Question

A semi-circular track of radius $R=62.5cm$ is cut in a block. Mass of block, having track, is $M=1kg$ and rests over a smooth horizontal floor. A cylinder of radius $r=10cm$ and mass $m=0.5kg$ is hanging by a thread such that axes of cylinder and track are in same level and surface of cylinder is in contact with the track as shown in figure.
When the thread is burnt, cylinder starts to move down the track. Sufficient friction exists between surface of cylinder and track, so that cylinder does not slip.
Calculate velocity of axis of cylinder (in m/s) when it reaches bottom of the track. ($g=10{ms}^{-2}$).

Answer 1

Momentum of the cylinder-block system is conserved.

$m{v}_1+M{v}_2=0$

$v_1$ is the velocity of cylinder, $v_2$ is the velocity of block.

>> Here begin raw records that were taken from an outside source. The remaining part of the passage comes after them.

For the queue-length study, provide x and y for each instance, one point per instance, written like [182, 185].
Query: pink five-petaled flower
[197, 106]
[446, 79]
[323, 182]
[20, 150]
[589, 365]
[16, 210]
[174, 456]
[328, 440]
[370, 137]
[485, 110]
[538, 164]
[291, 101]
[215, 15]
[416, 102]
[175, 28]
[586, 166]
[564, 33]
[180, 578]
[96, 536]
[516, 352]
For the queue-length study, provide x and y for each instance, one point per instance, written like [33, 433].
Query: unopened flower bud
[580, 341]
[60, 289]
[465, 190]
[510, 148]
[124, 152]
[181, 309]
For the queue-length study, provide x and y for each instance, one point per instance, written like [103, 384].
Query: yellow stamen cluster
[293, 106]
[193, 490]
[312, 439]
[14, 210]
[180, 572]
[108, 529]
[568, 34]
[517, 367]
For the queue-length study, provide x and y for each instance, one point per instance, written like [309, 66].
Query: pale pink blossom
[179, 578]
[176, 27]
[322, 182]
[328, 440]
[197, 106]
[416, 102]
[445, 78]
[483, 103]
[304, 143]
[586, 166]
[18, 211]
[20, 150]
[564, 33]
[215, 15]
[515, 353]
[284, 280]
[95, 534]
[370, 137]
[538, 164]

Velocity of cylinder w.r.t. block is

$v=v_1-v_2$

As it is pure rolling,

$w=\frac{v_1-v_2}{R}$

Since there is no sliding, energy is conserved,

$\frac{1}{2}{I}_c{w}^2+\frac{1}{2}m{v}_1^2+\frac{1}{2}M{v}_2^2-mgR=0$

$I_c$ is the moment of inertia of the cylinder about it's axis,

$I_c=m{r}^2/2$

Therefore, substituting $w$ and $v_2$ in energy equation, we get,

$\frac{1}{2}\frac{m{r}^2}{2}(\frac{v_1-v_2}{r}{)}^2+\frac{1}{2}m{v}_1^2+\frac{1}{2}\frac{m}{M}{v}_1^2=mgR$

$v_1=\sqrt{\frac{gR}{\frac{1}{4}(1+\frac{m}{M}{)}^2+\frac{1}{2}(1+\frac{m}{M})}}$

$v_1=\sqrt{\frac{10\times 0.625}{\frac{1}{4}(1+0.5{)}^2+\frac{1}{2}(1+0.5)}}\approx 2$

Answer: 2